2015
Dance is not interesting even if it is composed or put together well. On the other hand, even if the dance is poorly composed, if the dancer’s body has power, the dance will becoming something interesting worth seeing.
The appeal in dance is the power of the body transforming and the power to let the body transform. Transformation; it is exceedingly close to the pleasure of death on the edge. We dance and become mad. Dance fragmentizes the self. Within the crack and crushing, and within the power of catastrophe and intoxication, we meet the rhythm of the body, of darkness. That is where the root = source of creation is. J.L. Nancy writes: “The dance reaching its limit is the highest point… We are thrown into, thrown away into a frenzy (the word frenzy = frénésie awakens madness, trembling, excitement, ecstasy, and abandonment…). Within the frenzy, the body may touch upon the limit that is the most secret… The body that is something complete, something unified, may be dismantled and deprived of its ownership of itself. (Omitted) This body dances spasms, and within these spasms, dance gushes out to the outside of dance. Dance, in its so-to-speak savageness and ultimate movement, is robbed of dance itself.”
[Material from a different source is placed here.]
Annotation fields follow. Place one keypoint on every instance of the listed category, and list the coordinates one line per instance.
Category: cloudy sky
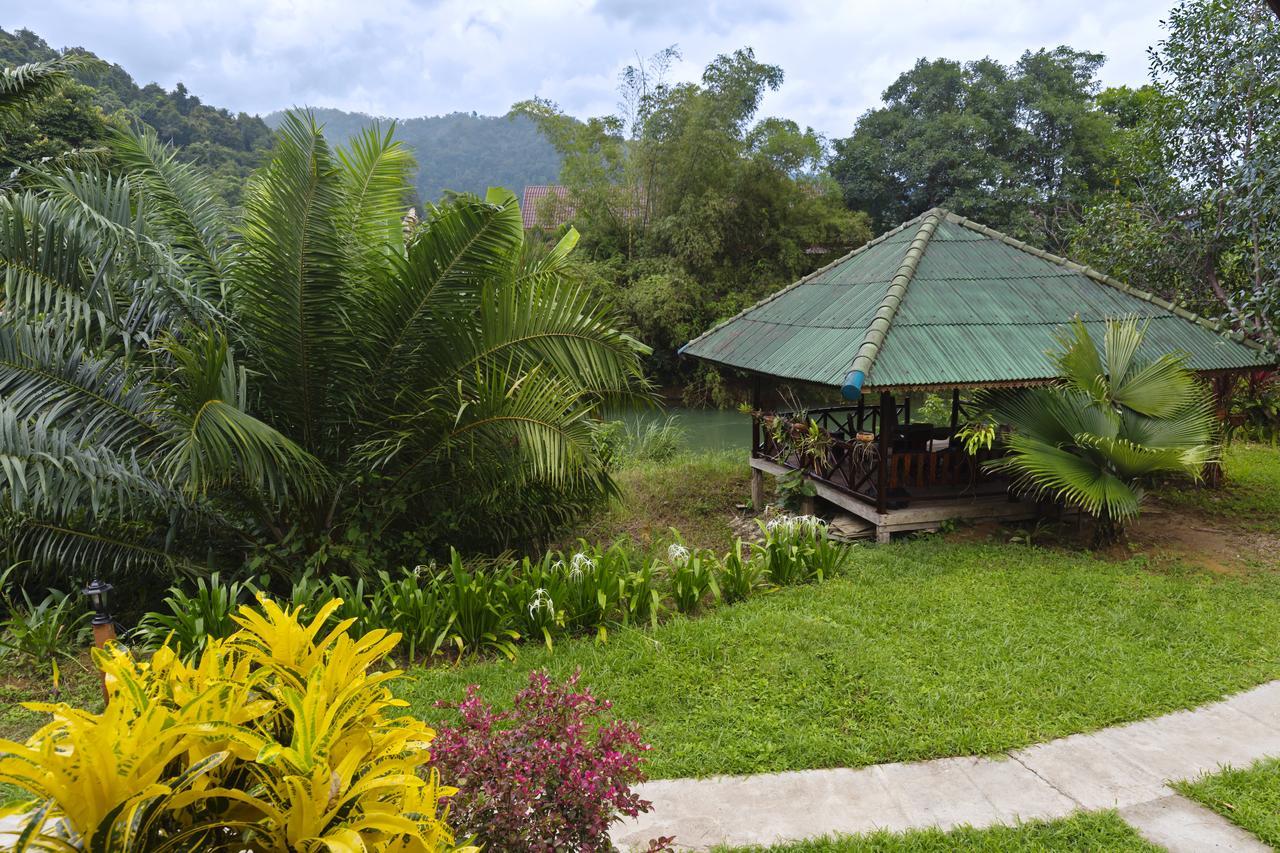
(408, 58)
Dance is to stand on the death of expression = the <absolute zero> of the body. It is an event of the moment, in a constant, present form. It is to put one’s own body in the <now and here> of a swaying boundary; it is an incident, an <experiment>. A solo body separates into “multiple different languages and bodies,” and with this separation, talks; it is the adventure of the body that is <still unnamed, impersonal>.
To go beyond expression, to be a constant reformation, and to live another new life. In that moment, my body is no longer singular. When we dance, my body is living in uncountable positions, in the uncountable <critical and clinical>.